Les occupant-es ont à peine le temps de récupérer leurs affaires, pressé-e-s par des abruti-e-s qui se sont jusqu’alors bien gardé de prendre parti mais que la position majoritaire rend soudainement agressifs. Sur Rebellyon, les commentaires annoncent que rien n’est perdu (sous-entendant aussi par là que contrairement au discours de ceux qui aimerait voir finir le mouvement, rien n’est gagné non plus), qu’il faut continuer, « tou-te-s à la manif demain ». À la manif, tou-te-s n’étaient pas là, mais quand même un millier de personnes, dont une partie se rend à l’action « -d’occupation de moyenne durée » organisée par des étudiant-e-s et la CGT chômeurs, au centre de tri de St Priest. L’accueil est plutôt bon de la part des salarié-e-s, mais les conditions ne sont pas idéales pour une jonction des luttes, la rencontre s’effectuant sous les yeux de la direction…

Le mercredi 12 se tient une AG de grévistes (enfin !), qui maintient l’appel à la grève et exige la dispense d’assiduité, mais qui ne décide pas de bloquer à nouveau. Une action d’autoréduction à la COREP est votée, en représailles des dons de cartes de photocopie aux anti-bloqueur-es pour imprimer leurs tracts.

Parallèlement, la déliquescence du mouvement s’exprime dans la multiplication d’appels à des actions plus ou moins bidons, happenings, marche de protestation, etc., qui sont rarement réalisées.

La dernière action un peu « massive » a lieu le vendredi 14, avec une occupation de la gare de la Part-Dieu, négociée avec la sncf ! Au bout d’un quart d’heure sur les voies, les « organisateur-e-s » de l’action annoncent que maintenant il faut y aller, que sinon la sncf va nous envoyer les flics ! Dégoûtée, la plupart des gens préfèrent partir pour essayer de foutre le bordel ailleurs que de continuer de participer à cette action merdique. Le cortège dégage donc les voies, se promène un peu à la Part-Dieu sous la menace des flics qui se préparent manifestement à arrêter des gens. L’autre cible du coin c’est le centre commercial, mais le groupe s’effiloche et seul une petite cinquantaine de personne se retrouve devant. Les CRS arrivent, à tout hasard les manifestant-es entrent dans le centre, sans trop savoir qu’y faire. Les vigiles s’excitent, tentent d’attraper une personne cagoulée, petite empoignade et finalement c’est les flics qui viennent séparer tout le monde et « raccompagner » les quelques personnes restantes jusqu’à la sortie.
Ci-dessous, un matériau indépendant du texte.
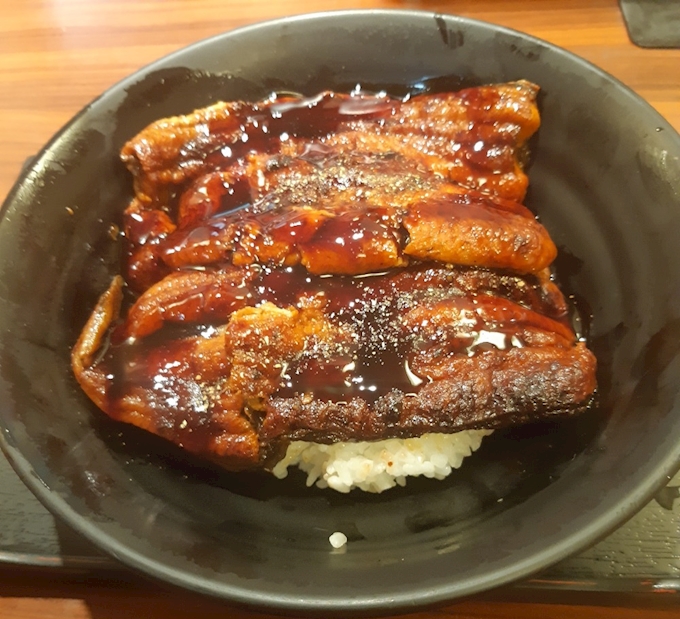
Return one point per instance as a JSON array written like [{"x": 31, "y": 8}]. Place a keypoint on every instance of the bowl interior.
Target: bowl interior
[{"x": 604, "y": 179}]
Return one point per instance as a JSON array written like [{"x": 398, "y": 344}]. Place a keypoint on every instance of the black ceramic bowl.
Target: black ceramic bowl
[{"x": 605, "y": 180}]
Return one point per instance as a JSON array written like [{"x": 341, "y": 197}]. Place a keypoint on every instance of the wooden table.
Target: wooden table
[{"x": 57, "y": 55}]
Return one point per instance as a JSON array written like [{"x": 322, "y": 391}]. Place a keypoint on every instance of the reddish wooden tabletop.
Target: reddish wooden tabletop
[{"x": 57, "y": 55}]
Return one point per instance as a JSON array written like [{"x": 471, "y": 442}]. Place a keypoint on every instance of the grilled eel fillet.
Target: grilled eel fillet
[{"x": 239, "y": 341}]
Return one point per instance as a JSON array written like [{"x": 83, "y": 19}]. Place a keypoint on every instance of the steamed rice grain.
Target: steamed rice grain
[{"x": 379, "y": 465}]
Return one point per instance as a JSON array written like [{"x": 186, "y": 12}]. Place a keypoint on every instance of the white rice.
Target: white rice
[
  {"x": 338, "y": 539},
  {"x": 380, "y": 465}
]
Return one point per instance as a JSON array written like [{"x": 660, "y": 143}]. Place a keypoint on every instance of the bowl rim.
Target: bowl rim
[{"x": 415, "y": 597}]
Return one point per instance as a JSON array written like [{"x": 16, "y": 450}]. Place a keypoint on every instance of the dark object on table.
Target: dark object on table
[
  {"x": 603, "y": 180},
  {"x": 652, "y": 23}
]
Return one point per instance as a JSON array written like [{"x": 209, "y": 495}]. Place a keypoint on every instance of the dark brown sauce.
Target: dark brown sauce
[
  {"x": 262, "y": 128},
  {"x": 219, "y": 207},
  {"x": 374, "y": 306}
]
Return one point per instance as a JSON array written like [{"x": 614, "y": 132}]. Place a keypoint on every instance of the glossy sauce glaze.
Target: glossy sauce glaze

Ainsi finit l’agitation de rue à Lyon au printemps 2006.

Quelques tentatives ont lieu par la suite à la fac de relancer le mouvement, prises en charges par les groupes qui se sont formé dans la lutte, mais l’approche des examens a définitivement installé le retour à la normale.

À suivre…

[1] Pour situer grossièrement le paysage universitaire lyonnais, Lyon I c’est le sciences dures (et c’est apolitique), Lyon II les sciences humaines (apolitique de gauche) et Lyon III le droit et les langues (apolitique de droite et politisée d’extrême droite).

[2] Bon, si vous le permettez, je vais abandonner là le style citoyenniste révolutionnaire...

[3] Le campus de Lyon II est divisé entre un partie en centre ville (les quais) et une autre en banlieue lyonnaise, à Bron.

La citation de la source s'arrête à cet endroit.